Hoy voy a asumir mi verdad callada;

sé bien que por temor le di la espalda,

y que a mi vida aún le sigue en falta,

pues luz y verdad me alzan, alma alada.

 

Hoy vi la luz con mis ojos cerrados

y comprendí mis viejos desaciertos,

al dejar de fingir en mil costados.

 

Fui raíz que rompió la piedra dura

cuando a mis sueños les nacieron versos,

pues la utopía en mí jamás fue segura.

 

Cuánto duele la verdad postergada,

la vida y el tiempo que en mí abandonaba.
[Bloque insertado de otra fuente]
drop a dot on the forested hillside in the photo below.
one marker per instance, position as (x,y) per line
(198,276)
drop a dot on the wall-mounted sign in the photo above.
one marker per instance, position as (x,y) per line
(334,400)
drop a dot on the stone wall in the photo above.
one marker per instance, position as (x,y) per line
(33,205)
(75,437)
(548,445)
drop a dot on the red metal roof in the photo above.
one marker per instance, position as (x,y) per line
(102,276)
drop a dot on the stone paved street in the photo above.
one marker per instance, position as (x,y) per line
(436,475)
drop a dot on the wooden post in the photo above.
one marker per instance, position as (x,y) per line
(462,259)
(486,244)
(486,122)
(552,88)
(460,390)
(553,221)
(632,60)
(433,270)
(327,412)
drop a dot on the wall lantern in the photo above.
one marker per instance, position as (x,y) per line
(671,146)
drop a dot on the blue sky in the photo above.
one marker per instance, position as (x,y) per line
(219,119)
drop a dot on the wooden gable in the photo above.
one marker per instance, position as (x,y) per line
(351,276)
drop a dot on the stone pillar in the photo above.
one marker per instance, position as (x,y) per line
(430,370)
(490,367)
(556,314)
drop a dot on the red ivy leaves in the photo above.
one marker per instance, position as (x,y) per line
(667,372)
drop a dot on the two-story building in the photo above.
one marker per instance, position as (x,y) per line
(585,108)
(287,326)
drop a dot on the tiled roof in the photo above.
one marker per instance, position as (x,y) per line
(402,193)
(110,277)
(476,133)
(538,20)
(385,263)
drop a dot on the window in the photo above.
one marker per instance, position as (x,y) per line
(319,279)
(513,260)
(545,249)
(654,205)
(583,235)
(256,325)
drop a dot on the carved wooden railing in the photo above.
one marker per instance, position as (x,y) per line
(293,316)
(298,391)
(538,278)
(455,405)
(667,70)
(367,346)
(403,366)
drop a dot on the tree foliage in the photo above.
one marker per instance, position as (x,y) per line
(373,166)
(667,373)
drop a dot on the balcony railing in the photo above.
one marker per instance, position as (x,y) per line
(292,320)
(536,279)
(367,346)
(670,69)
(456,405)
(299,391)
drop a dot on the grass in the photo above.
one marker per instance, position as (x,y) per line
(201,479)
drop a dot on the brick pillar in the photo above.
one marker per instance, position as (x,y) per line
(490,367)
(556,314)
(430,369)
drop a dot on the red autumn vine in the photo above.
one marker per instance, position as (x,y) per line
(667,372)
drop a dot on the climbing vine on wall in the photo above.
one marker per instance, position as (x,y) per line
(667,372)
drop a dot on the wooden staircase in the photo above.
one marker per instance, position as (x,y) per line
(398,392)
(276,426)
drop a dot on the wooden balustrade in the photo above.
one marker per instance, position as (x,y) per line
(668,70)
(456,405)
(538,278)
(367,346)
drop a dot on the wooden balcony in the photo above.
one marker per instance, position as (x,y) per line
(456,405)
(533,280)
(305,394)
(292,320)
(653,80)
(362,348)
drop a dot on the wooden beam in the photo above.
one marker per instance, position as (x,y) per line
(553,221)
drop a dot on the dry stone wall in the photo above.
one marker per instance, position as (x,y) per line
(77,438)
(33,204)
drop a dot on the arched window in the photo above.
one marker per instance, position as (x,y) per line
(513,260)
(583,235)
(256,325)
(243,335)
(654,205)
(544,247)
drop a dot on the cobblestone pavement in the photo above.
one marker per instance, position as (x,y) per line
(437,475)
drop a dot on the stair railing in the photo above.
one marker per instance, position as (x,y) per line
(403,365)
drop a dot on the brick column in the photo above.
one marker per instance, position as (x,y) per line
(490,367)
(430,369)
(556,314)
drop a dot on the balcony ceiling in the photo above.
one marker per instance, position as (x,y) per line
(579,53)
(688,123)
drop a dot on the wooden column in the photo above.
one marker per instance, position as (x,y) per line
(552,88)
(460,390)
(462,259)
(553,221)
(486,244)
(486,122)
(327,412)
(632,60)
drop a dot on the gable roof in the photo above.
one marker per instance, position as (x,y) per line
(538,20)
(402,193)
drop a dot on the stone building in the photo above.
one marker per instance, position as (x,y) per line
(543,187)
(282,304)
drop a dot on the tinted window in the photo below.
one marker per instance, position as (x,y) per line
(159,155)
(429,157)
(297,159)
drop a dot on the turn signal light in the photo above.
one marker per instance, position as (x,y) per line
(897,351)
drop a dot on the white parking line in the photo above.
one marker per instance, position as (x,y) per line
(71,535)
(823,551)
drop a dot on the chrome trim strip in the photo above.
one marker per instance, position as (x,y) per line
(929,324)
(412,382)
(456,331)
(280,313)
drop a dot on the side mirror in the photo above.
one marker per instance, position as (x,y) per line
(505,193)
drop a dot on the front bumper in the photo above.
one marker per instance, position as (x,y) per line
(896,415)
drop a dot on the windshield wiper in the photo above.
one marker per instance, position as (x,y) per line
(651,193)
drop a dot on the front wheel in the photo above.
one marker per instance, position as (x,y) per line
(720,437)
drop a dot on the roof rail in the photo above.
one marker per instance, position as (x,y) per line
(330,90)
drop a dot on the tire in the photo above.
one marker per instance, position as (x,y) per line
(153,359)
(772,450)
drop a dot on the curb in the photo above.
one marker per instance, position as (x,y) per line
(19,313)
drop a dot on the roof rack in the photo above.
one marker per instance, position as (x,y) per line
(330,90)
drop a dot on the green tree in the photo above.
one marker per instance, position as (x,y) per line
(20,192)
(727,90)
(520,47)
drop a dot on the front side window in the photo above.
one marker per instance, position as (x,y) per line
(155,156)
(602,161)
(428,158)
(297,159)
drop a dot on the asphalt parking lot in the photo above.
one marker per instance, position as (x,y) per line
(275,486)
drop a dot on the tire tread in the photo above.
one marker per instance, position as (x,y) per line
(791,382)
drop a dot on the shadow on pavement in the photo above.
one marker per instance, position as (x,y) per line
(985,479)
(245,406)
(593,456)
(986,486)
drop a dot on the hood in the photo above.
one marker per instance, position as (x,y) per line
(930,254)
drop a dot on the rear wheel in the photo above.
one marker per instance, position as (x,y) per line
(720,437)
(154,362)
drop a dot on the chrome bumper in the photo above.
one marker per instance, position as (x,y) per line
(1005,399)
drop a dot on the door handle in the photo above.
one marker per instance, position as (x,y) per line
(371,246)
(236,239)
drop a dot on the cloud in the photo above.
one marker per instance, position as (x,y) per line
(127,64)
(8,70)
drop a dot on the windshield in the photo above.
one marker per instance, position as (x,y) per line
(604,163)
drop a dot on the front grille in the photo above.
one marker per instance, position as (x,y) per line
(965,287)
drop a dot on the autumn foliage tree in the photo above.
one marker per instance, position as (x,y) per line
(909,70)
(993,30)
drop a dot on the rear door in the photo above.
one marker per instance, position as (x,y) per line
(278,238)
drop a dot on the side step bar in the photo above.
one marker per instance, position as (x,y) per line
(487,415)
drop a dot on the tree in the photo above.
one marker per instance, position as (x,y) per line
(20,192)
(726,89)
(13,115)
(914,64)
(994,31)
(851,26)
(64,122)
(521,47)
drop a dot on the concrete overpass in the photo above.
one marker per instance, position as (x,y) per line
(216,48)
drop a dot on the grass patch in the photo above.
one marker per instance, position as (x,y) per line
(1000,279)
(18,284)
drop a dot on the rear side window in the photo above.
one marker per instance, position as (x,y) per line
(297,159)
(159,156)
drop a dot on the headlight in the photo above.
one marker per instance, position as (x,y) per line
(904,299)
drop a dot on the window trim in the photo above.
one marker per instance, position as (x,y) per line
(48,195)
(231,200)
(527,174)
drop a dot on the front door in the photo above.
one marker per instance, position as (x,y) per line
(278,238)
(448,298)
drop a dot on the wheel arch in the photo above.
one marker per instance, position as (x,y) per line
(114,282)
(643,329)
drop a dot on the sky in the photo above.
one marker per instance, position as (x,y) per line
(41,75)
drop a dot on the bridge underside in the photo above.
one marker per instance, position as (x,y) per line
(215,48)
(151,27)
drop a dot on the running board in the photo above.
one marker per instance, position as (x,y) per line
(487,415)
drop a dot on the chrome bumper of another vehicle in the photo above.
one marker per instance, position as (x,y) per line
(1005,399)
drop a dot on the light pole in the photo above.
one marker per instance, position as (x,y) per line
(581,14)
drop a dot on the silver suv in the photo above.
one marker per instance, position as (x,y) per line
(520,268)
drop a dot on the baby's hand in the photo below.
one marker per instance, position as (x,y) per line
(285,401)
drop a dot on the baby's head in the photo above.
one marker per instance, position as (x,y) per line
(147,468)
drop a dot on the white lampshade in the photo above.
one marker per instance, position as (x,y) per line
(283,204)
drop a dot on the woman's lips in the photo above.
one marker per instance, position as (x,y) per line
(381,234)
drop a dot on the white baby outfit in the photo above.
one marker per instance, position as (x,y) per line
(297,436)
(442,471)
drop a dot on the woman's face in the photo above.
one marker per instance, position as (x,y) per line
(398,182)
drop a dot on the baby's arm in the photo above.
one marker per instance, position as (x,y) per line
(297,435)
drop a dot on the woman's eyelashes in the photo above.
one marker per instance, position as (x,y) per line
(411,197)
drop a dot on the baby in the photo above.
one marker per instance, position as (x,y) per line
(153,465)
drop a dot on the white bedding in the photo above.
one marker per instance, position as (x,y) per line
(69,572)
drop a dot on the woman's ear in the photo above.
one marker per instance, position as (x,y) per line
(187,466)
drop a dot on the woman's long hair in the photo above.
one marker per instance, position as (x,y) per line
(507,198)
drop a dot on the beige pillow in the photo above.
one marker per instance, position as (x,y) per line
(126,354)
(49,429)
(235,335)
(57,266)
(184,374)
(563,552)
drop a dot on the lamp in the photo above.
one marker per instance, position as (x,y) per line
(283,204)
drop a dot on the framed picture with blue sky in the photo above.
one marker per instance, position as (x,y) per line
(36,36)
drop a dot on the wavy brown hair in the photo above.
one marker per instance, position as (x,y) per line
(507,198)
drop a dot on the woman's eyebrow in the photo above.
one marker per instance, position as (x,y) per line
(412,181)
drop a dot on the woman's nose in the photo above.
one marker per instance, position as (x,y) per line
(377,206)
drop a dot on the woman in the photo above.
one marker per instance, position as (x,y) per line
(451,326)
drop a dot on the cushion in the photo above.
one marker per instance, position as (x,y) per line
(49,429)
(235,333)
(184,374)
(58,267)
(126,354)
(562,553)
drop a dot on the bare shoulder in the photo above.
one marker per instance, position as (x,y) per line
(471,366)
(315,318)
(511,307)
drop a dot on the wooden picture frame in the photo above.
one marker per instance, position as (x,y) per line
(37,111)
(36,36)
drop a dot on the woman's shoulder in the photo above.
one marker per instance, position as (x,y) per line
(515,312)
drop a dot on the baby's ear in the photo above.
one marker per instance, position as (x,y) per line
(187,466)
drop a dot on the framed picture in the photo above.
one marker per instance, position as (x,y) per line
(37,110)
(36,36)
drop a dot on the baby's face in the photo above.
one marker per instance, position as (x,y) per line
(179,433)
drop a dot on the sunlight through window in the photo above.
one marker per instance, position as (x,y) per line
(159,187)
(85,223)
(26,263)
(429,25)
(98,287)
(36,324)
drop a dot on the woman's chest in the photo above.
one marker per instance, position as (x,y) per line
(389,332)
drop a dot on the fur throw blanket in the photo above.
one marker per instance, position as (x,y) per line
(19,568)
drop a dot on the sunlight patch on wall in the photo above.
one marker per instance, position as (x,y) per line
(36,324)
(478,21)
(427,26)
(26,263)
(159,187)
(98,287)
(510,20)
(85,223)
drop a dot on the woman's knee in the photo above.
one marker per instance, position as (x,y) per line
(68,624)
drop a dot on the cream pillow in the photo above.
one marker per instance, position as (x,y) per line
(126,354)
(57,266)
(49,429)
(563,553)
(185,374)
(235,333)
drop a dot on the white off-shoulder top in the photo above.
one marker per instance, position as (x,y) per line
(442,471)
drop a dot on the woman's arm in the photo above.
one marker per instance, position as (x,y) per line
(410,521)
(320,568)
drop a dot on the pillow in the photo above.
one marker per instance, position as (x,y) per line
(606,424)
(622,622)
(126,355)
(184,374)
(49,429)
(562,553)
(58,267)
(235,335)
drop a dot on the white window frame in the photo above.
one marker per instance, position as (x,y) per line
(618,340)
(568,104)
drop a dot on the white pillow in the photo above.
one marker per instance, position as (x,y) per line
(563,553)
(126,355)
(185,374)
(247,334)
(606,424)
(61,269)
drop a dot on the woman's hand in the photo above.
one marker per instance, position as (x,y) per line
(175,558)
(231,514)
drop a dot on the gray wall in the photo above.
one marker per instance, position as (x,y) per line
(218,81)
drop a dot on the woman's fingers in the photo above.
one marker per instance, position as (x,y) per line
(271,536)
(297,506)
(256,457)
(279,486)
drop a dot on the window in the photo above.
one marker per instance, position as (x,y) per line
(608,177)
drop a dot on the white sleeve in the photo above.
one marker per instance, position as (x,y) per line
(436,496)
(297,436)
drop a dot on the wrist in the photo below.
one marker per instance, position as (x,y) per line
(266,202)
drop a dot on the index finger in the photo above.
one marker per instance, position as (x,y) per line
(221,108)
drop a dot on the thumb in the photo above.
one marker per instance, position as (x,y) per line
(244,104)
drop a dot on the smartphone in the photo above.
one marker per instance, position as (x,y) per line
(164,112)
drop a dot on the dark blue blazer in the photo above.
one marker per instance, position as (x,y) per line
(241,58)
Cuando el alma deja de posponer su verdad, algo profundo se acomoda dentro. La luz que antes parecía lejana se vuelve cercana, íntima, inevitable. Ya no es un destello que asusta, sino una claridad que guía.

Aceptar la verdad aplazada no es un acto de valentía momentánea, sino un cambio de postura ante la vida. Es dejar de fingir, de sostener máscaras, de caminar con los ojos cerrados por miedo a lo que podrías ver.

Y cuando esa verdad por fin se nombra, la raíz que eras rompe la piedra, los sueños recuperan color, y la utopía deja de ser un espejismo para convertirse en dirección.

Pero la verdad, una vez asumida, abre nuevas puertas. Ya no basta con reconocerla: ahora toca mirar qué haces con ella, qué decisiones nacen de esa claridad, qué parte de tu vida se transforma cuando dejas de esconderte.